The International Crisis Group has put out a good synopsis of the state of affairs in NE Asia.  (Their pieces are nearly always good.) 
 
It focuses on the rise of Nationalism in Japan, Korea, and China; and the impact it is having on their relations in the region.  The flashpoint for the most recent cacophony of saber-rattling stems from territorial disputes between Japan and S. Korea over a bunch of uninhabited rocks.  There are a lot of these disputes in the Greater East Asia Region. 
  • Dokdo/Takeshima--the present problem;
  • Senkaku/Diayu--between China and Japan over rocks between Okinawa and the mainland;
  • Kuriles/Northern Territories--one of the last WWII holdovers, between Japan and Russia;
  • The "everyone wants a piece islands" Spratley Islands;
  • Probably several more I don't know about.

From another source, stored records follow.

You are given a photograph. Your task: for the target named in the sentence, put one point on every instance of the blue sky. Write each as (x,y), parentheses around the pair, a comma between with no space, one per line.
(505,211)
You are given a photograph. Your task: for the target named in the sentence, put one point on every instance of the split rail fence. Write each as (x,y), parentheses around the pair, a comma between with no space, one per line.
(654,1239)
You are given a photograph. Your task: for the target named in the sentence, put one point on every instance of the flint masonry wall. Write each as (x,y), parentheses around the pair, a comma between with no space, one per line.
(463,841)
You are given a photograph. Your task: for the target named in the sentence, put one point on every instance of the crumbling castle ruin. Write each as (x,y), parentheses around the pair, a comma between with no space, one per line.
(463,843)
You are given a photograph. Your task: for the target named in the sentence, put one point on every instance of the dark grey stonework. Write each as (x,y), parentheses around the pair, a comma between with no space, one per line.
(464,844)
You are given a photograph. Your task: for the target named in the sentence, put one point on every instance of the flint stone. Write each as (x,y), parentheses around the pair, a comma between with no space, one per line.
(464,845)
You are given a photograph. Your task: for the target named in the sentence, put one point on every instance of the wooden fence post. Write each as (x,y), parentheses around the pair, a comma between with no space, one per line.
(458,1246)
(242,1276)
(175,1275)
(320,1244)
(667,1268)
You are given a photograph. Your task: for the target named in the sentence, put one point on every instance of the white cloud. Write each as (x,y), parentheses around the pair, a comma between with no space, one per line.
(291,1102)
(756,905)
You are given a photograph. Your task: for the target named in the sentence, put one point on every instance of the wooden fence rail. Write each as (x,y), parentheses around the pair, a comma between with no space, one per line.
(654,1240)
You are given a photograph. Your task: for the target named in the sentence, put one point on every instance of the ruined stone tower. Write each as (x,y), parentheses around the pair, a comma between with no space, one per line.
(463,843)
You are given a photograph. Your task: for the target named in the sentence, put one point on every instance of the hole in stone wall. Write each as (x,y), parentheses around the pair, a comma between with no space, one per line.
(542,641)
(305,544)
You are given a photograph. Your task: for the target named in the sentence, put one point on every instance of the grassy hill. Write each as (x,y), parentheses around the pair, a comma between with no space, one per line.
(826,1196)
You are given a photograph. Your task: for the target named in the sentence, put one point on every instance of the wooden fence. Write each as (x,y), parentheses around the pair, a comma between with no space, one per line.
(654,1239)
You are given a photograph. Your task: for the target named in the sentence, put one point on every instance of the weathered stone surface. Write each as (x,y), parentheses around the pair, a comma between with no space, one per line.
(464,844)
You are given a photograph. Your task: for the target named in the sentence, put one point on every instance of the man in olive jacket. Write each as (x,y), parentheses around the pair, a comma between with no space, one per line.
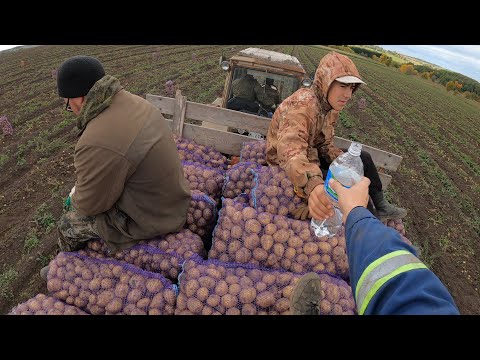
(129,180)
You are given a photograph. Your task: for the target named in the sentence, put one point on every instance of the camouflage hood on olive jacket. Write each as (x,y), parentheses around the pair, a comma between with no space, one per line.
(302,128)
(98,99)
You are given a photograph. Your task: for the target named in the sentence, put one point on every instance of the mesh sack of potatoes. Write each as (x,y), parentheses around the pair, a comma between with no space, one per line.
(245,235)
(190,151)
(106,286)
(45,305)
(201,216)
(273,192)
(239,179)
(211,287)
(205,179)
(183,243)
(254,151)
(146,258)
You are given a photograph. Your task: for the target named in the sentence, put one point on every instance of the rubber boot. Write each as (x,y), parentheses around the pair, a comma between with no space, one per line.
(307,295)
(385,210)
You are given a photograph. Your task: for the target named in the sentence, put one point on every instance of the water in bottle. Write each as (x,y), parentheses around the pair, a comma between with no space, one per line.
(347,169)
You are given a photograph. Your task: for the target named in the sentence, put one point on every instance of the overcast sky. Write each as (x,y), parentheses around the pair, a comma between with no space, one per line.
(464,59)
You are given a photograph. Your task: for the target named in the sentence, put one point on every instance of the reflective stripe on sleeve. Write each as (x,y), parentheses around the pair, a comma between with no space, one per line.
(380,271)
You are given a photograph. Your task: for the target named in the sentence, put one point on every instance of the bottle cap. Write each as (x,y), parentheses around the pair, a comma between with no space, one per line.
(355,149)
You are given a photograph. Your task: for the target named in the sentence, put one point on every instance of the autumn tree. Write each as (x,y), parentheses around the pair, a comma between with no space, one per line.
(408,69)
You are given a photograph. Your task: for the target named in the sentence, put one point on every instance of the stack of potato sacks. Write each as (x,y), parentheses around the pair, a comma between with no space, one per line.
(142,279)
(256,253)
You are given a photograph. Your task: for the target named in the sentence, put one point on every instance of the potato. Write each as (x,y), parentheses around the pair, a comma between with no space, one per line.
(267,242)
(105,297)
(338,253)
(295,242)
(191,287)
(114,306)
(207,310)
(325,307)
(154,285)
(143,303)
(194,305)
(325,259)
(207,281)
(54,284)
(213,300)
(170,297)
(251,241)
(229,301)
(282,305)
(260,254)
(265,299)
(202,294)
(249,213)
(281,236)
(330,267)
(310,248)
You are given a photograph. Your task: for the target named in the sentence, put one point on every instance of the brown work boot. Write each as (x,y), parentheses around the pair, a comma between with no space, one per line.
(307,295)
(385,210)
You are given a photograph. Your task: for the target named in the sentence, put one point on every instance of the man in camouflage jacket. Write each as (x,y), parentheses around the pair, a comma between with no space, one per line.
(300,138)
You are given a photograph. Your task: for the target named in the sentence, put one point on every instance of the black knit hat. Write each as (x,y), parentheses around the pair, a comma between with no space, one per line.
(77,75)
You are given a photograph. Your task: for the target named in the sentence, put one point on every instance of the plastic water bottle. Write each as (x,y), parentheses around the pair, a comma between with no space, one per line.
(347,169)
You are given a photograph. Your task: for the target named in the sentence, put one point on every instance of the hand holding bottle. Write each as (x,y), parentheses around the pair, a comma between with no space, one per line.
(350,198)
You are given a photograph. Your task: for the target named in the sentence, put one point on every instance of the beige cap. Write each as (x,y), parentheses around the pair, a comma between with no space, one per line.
(350,80)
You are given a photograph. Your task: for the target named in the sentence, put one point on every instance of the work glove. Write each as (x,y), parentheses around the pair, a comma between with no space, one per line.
(301,212)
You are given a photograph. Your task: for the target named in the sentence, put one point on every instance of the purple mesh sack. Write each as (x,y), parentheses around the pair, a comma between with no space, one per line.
(192,152)
(184,244)
(273,192)
(239,179)
(247,236)
(146,258)
(201,216)
(211,287)
(254,151)
(104,286)
(45,305)
(204,179)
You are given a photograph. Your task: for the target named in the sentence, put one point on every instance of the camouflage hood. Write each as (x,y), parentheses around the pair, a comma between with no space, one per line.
(332,66)
(98,99)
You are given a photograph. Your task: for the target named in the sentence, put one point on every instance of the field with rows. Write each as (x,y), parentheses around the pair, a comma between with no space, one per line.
(437,134)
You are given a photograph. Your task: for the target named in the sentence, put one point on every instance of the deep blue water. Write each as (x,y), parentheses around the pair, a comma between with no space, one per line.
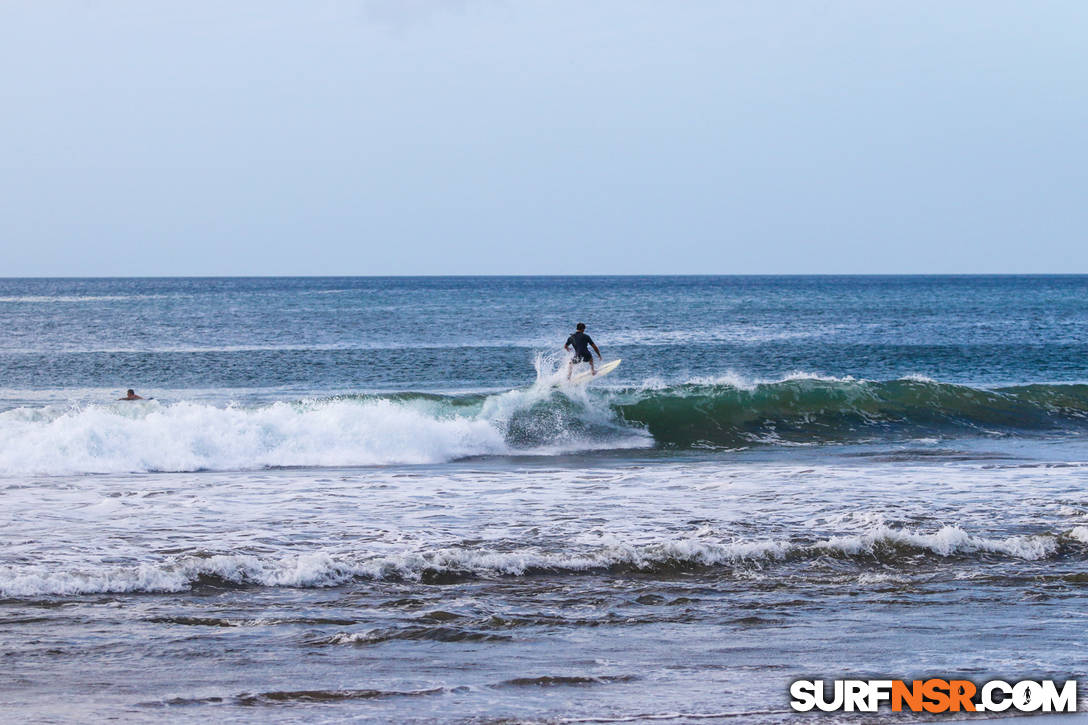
(376,499)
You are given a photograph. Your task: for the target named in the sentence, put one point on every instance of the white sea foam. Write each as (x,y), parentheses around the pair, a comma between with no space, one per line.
(187,435)
(1080,533)
(195,437)
(321,568)
(947,541)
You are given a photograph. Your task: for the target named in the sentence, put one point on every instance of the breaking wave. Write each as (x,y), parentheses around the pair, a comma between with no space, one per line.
(546,418)
(884,547)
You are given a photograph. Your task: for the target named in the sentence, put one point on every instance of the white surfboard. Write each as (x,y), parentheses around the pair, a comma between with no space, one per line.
(581,378)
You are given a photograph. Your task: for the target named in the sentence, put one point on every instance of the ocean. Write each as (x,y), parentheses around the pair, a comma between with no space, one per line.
(375,499)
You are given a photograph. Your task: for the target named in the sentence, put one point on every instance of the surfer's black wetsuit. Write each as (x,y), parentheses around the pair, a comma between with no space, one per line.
(581,343)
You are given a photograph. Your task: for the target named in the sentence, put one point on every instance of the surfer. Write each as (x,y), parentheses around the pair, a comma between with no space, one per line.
(581,343)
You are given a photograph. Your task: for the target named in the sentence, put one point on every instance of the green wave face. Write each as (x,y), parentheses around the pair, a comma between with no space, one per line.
(808,410)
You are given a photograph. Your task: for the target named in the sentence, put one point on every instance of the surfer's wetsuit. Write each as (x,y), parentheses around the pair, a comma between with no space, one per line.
(581,343)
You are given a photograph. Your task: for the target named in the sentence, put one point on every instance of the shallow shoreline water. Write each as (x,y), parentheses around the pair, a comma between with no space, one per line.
(314,520)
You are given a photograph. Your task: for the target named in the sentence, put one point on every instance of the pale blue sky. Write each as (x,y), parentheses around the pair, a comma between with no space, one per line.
(523,137)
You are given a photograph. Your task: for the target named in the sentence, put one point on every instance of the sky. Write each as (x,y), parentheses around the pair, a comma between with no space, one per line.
(542,137)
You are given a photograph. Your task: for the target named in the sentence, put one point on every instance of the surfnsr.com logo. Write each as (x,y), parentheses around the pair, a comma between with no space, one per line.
(935,696)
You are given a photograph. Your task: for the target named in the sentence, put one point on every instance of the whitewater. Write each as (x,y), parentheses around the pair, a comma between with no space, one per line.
(376,499)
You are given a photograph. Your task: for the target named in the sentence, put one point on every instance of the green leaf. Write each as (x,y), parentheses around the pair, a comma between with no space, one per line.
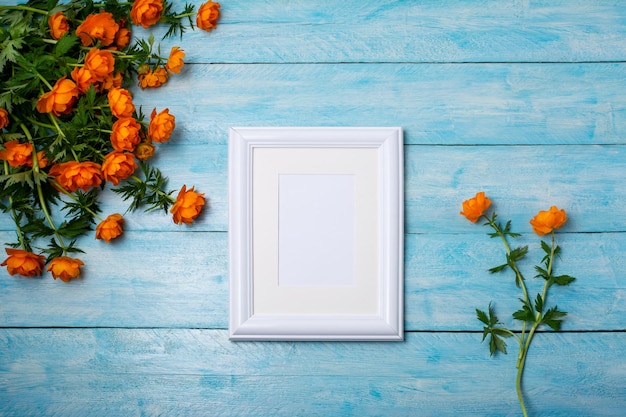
(498,268)
(563,279)
(552,318)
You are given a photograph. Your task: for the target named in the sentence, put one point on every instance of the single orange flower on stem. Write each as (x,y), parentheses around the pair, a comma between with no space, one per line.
(208,14)
(118,166)
(58,24)
(126,134)
(146,13)
(60,100)
(187,206)
(547,220)
(17,154)
(73,175)
(121,102)
(65,268)
(23,263)
(161,126)
(98,27)
(110,228)
(474,207)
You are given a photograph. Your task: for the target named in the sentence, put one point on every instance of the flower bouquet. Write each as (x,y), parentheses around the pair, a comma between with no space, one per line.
(534,312)
(69,128)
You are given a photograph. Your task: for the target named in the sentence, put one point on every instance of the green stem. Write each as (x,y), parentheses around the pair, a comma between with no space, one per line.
(25,9)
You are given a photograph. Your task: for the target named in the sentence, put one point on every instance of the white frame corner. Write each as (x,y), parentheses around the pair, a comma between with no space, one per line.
(387,322)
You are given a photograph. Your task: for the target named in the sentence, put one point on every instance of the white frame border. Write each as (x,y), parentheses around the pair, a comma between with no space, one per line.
(388,324)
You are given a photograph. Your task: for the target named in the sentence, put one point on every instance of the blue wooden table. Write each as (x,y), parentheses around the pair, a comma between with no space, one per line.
(523,100)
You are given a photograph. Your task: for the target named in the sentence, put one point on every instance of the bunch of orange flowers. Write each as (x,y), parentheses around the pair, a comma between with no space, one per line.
(68,125)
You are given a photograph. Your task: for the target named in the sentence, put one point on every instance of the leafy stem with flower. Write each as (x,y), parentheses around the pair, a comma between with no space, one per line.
(533,312)
(68,125)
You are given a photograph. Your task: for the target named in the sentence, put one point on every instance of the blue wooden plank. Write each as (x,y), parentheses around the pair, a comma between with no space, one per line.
(521,180)
(434,104)
(156,279)
(199,372)
(411,31)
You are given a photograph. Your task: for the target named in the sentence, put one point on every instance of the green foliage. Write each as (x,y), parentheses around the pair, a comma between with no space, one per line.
(45,211)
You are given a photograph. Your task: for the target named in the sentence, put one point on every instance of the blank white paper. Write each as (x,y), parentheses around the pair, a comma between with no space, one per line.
(316,230)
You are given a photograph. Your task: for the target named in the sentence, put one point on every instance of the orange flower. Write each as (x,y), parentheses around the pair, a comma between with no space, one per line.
(121,102)
(146,12)
(175,61)
(23,263)
(122,38)
(65,268)
(126,134)
(153,79)
(474,207)
(547,220)
(113,81)
(118,166)
(188,206)
(144,151)
(4,118)
(161,126)
(83,78)
(110,228)
(207,16)
(58,25)
(100,63)
(17,154)
(42,161)
(98,27)
(60,100)
(73,175)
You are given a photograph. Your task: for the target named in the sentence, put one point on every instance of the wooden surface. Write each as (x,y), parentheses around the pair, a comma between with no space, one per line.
(524,100)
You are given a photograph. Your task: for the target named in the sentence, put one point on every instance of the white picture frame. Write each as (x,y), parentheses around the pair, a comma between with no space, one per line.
(316,233)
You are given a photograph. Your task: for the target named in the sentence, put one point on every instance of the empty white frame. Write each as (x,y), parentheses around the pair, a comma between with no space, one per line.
(316,233)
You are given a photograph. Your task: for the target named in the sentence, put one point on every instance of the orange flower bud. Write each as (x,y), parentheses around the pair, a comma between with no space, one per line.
(152,79)
(23,263)
(144,151)
(207,16)
(4,118)
(100,63)
(118,166)
(175,61)
(58,25)
(146,12)
(161,126)
(110,228)
(65,268)
(122,38)
(60,100)
(187,206)
(121,102)
(547,220)
(73,175)
(83,78)
(126,134)
(113,81)
(98,27)
(17,154)
(474,207)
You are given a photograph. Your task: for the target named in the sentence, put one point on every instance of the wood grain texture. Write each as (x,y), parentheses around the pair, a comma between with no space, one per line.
(199,372)
(524,100)
(427,31)
(446,104)
(177,280)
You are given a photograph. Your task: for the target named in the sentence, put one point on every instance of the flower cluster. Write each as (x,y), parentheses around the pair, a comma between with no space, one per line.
(69,128)
(534,312)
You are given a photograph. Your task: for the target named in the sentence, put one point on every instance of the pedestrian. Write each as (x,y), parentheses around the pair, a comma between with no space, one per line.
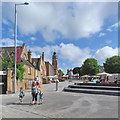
(21,95)
(41,97)
(35,92)
(38,85)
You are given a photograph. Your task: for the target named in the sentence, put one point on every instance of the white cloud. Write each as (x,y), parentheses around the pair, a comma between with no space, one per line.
(105,52)
(33,38)
(65,20)
(112,27)
(109,29)
(108,41)
(101,34)
(7,42)
(5,22)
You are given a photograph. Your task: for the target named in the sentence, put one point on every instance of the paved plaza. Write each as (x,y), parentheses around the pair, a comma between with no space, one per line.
(59,104)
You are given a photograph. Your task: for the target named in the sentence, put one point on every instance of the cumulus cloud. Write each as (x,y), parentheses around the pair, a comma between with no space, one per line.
(7,42)
(105,52)
(32,38)
(113,27)
(101,34)
(60,20)
(5,22)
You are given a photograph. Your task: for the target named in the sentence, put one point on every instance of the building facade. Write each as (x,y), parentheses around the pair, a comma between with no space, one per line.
(52,70)
(35,68)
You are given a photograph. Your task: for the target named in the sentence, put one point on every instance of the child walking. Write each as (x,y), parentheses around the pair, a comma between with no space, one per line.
(41,97)
(21,95)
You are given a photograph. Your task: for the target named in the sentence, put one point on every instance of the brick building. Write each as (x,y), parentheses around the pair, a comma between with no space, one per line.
(52,70)
(34,67)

No one seems to be paying much attention to the increasingly boisterous posturing and rhetoric coming out of Beijing, Seoul, and Tokyo (as regard each other).  It might not make much difference over the next 5-15 years, as the current generations of leadership continue to be constrained by half-a-century of what constitutes gentility.  But when people my age start rising to power, I worry that economic considerations will start taking a back seat to the crescendoing drum-beat of nationalism, and that Asia is heading for some nasty conflicts.  This is where a strong (and deft) U.S. hand could help mitigate concerns, and negotiate settlements.
 
My proposal: Give all disputed territories and the surrounding exclusive economic zones as the sole purview of the Dalai Lama.  China might not like it, but at least it would give the poor guy some territory to call his own.